Entre unas lágrimas casi resignadas, César afirma que no recuerda nada más de esa noche. A partir de ahí “todas las imágenes se me mezclan, y no sé si son realidad o sueño” -asegura. Lo cierto es que jamás volvió a ver a Jorge, su hermano, a quien aún espera con ansias todos los carnavales. Tal vez algún día "la puerta amarilla me lo devuelva"- sostiene.
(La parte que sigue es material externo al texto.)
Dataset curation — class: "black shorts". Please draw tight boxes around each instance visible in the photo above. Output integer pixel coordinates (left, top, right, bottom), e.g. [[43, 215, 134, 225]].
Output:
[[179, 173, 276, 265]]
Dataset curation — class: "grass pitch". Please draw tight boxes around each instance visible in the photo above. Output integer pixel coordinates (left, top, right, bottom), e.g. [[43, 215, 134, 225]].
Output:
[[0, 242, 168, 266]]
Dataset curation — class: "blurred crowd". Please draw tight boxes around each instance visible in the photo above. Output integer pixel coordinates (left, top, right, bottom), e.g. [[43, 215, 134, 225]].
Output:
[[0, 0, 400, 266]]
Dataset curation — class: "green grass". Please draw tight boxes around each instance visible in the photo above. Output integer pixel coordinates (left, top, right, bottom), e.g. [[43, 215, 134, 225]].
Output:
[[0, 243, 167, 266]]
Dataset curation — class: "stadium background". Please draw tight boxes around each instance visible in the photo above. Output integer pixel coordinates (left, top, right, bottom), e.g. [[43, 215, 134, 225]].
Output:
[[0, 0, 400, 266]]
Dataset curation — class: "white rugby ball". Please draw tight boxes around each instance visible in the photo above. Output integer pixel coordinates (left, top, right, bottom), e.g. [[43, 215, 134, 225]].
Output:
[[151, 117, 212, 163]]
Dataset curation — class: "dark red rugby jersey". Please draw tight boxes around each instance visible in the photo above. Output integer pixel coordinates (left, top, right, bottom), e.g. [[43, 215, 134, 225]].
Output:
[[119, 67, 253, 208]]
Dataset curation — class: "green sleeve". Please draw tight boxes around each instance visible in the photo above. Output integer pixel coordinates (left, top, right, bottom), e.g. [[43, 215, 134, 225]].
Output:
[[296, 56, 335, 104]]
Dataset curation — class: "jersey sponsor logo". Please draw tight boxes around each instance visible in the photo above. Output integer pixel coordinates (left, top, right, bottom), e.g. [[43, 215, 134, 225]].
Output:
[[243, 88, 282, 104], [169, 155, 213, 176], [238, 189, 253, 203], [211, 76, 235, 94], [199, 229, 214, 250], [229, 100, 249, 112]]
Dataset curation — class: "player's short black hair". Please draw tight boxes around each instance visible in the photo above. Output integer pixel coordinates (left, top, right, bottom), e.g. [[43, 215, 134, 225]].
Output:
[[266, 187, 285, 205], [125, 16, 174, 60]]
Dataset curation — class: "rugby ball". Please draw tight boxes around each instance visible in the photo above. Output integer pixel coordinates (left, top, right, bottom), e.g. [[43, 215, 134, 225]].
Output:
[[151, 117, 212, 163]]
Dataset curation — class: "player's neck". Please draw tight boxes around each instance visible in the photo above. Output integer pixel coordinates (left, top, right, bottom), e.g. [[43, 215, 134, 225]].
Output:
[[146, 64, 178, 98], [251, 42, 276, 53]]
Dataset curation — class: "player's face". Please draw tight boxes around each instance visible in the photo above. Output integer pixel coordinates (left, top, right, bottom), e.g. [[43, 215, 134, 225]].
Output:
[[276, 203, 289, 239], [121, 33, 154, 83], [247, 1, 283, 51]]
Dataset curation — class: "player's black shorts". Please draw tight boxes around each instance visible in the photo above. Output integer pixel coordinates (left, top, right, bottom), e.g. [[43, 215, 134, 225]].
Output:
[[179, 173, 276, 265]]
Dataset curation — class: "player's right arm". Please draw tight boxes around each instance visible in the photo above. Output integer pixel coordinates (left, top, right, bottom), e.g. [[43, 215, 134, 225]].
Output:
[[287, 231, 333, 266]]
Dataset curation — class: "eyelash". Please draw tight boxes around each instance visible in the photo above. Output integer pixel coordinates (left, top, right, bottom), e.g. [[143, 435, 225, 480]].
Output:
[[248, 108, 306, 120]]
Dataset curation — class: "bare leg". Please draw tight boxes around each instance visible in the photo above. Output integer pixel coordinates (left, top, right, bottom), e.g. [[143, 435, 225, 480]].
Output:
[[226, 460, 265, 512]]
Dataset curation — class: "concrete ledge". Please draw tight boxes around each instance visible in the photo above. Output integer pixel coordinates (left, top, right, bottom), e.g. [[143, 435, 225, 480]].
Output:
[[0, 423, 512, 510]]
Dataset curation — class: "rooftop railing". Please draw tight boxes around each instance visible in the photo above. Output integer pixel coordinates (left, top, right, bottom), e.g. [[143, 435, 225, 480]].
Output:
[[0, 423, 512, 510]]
El resto de lo acontecido esa noche responde la pregunta del principio y es parte de la historia oficial (que pueden encontrar en Internet). De igual forma, la resumo: luego de que la policía encarcelara al vecino Ángel García, más de 500 personas se acercaron a la Seccional Quinta reclamando por su liberación. Nuevamente la Unión Vecinal logró su cometido. Con García libre y el corso recuperado, a modo de canto de victoria, la gente volvió a la plaza al grito de: “Viva la República de San Vicente”.
Me olvidaba, antes de salir don César me dijo: “pibe, este año espero tener suerte, el carnaval termina el 8 de febrero y también cae lunes, como aquella vez. Ah... y acordarte -gritó mientras yo cerraba la puerta- la solución nunca está a la derecha".